- Catcher
- Born: April 18, 1969 (age 57) Santo Domingo, Dominican Republic
- Batted: RightThrew: Right

MLB debut
- May 2, 1995, for the Pittsburgh Pirates

Last MLB appearance
- September 27, 1997, for the Anaheim Angels

MLB statistics
- Batting average: .253
- Home runs: 3
- Runs batted in: 15
- Stats at Baseball Reference

Teams
- Pittsburgh Pirates (1995–1996); Anaheim Angels (1997);

= Angelo Encarnación =

Dominican baseball player (born 1969)

Eleutero Benjamin "Angelo" Encarnación (born April 18, 1969) is a Dominican former professional baseball catcher. He previously in Major League Baseball (MLB) for the Pittsburgh Pirates and Anaheim Angels.

==Career==
During a game against the Los Angeles Dodgers on August 12, 1995, Encarnacion made an unusual mistake that ultimately cost the Pirates the game. Encarnacion entered the game in the top of the eleventh inning with the score tied at 10–10, as a pinch runner for the Pirates' starting catcher, Mark Parent. The Pirates failed to score, and Encarnacion remained in the game as the catcher.
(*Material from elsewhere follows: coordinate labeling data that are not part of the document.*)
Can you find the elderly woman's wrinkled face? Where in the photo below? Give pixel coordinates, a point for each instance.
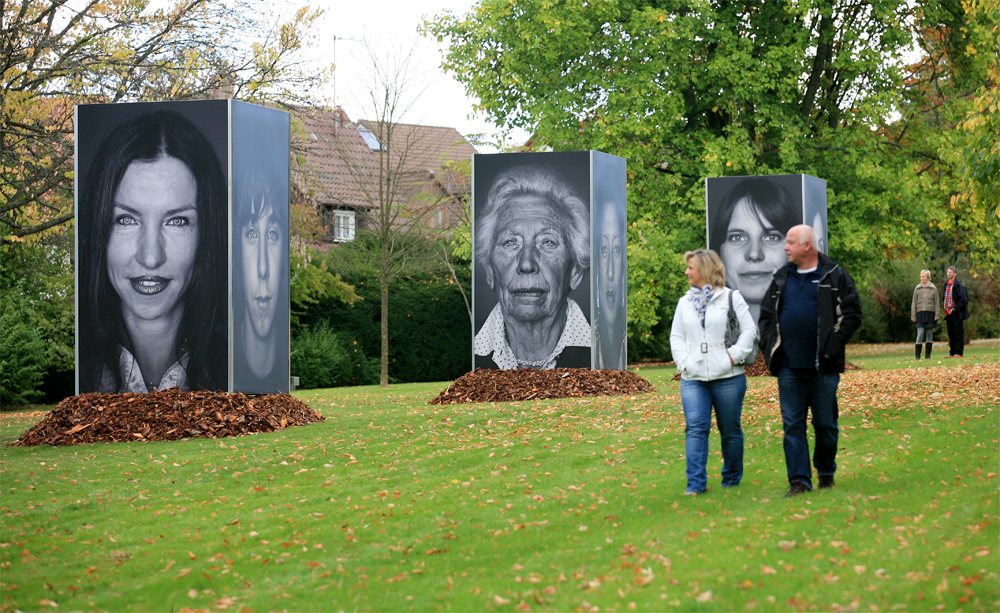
(263, 245)
(531, 265)
(611, 264)
(752, 251)
(154, 237)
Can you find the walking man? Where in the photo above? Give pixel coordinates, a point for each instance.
(809, 313)
(956, 311)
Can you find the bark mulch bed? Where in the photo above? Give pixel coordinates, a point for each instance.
(759, 368)
(166, 415)
(486, 385)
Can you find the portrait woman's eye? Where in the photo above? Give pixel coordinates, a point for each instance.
(738, 238)
(548, 243)
(510, 243)
(773, 237)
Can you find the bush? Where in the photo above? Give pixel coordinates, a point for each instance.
(430, 337)
(23, 357)
(322, 358)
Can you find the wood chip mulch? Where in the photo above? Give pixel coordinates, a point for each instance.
(165, 415)
(486, 385)
(759, 368)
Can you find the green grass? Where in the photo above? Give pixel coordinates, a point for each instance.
(575, 504)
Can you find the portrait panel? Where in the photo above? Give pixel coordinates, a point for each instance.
(748, 218)
(609, 266)
(260, 237)
(531, 253)
(151, 246)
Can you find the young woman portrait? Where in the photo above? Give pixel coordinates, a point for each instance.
(152, 247)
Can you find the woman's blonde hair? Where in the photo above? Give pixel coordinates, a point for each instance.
(709, 265)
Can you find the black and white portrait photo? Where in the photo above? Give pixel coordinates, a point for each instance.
(748, 218)
(610, 263)
(152, 246)
(260, 249)
(532, 256)
(814, 192)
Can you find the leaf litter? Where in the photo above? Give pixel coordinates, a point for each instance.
(165, 415)
(486, 385)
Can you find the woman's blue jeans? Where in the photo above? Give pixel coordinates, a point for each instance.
(698, 398)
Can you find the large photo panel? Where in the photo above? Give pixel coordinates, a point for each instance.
(152, 246)
(748, 218)
(260, 249)
(609, 266)
(531, 260)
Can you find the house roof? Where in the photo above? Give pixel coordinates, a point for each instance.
(339, 166)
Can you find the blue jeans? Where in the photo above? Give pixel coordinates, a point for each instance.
(698, 398)
(798, 391)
Later that inning, with one out and Roberto Kelly on third base, Encarnacion casually scooped up a bouncing ball with his face mask. This was a violation of MLB's rarely invoked Rule 7.05 (d), which allows runners on base to advance under that circumstance, permitting Kelly to score the game-winning run uncontested.